Taking your kids to neighborhood hangouts and local events is a great way for them to meet peers, make friends, and learn how to be a part of the community. It's important to make sure that these events and locations are safe for your children.
Playgrounds. Playgrounds can seem like the most child-friendly places to go -; after all, they are built for kids! But each year in the U.S., more than 200,000 children are treated for playground-related injuries. Most of these injuries are fall-related and occur on swings, monkey bars, or climbing sets.
To reduce the risk of your child being injured at a playground, make sure that the ground underneath and around the play area is a soft material such as rubber, mulch, sand, or wood chips. Make sure the playground is clear of tripping hazards, like tree stumps, and has guardrails that are in good condition. Supervise your child, particularly when on swings, monkey bars, or climbing sets.

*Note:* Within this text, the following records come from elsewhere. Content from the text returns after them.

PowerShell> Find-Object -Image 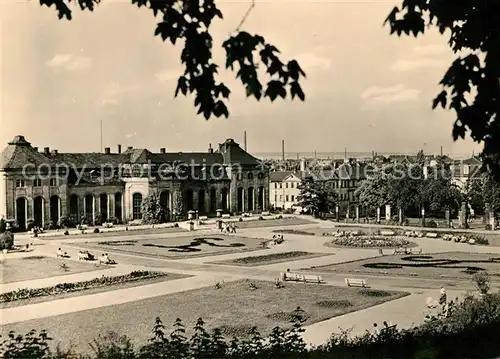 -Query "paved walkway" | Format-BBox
[303,290,464,346]
[0,221,500,345]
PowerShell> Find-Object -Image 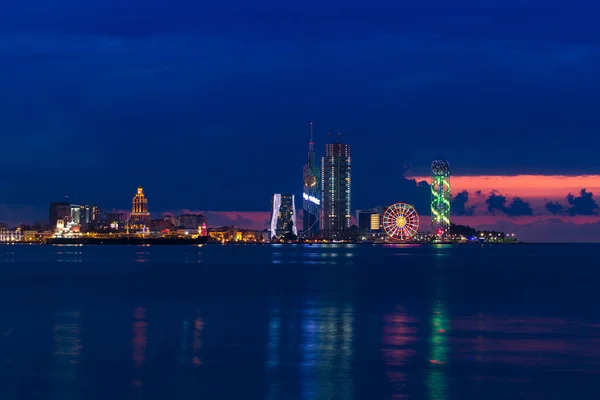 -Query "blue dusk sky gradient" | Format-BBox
[0,0,600,240]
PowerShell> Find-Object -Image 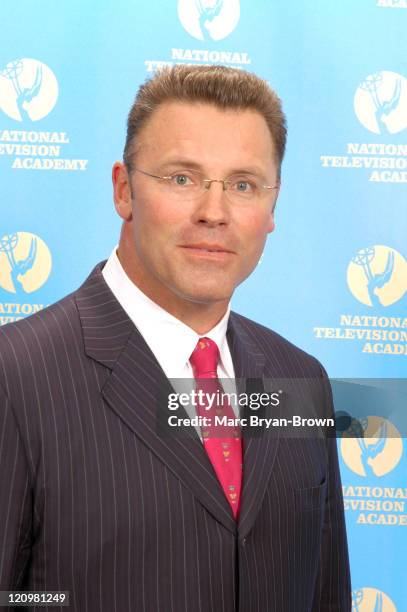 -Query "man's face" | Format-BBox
[114,102,278,304]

Fireworks. Kids and adults alike love watching fireworks. It can be tempting to go over to your neighbor's home to watch them set off a display, or even purchase fireworks yourself. However, fireworks -; even "safe" fireworks such as sparklers -; can reach temperatures exceeding 1,800 degrees and cause serious burns.
One-quarter of fireworks injuries to kids occur when they are bystanders, and many of the rest occur while they are playing with fireworks under adult supervision. If you and your family are going to enjoy fireworks, the safest way to do so is by attending an event managed by trained professionals. Avoid buying fireworks for home use.
Trampolines. Bouncing on a trampoline may be your child's dream, but trampolines are one of the most common causes of serious, even catastrophic, injury. According to the latest data from the U.S. Consumer Product Safety Commission, in 2014 alone, there were more than 100,000 trampoline-related injuries that had to be treated in an emergency department.
The AAP does not recommend trampolines in any setting. However many kids use them anyway. So while I also do not endorse trampoline use, the following information might be useful to lower injury risk. Make sure the trampoline has a net and shock-absorbing pads covering the springs, hooks, and frames. Allow only one person on at a time, do not allow kids under age six to use a full-size trampoline, and prohibit your kids from doing somersaults or flips. Keep kids from going under the trampoline where they could be injured by someone bouncing above them. Always supervise your kids on a trampoline. And if you own a trampoline, verify your insurance covers trampoline-related injury.
Put down the devices, enjoy the great weather, and spend family time outdoors. Have a safe, healthy, and fun summer!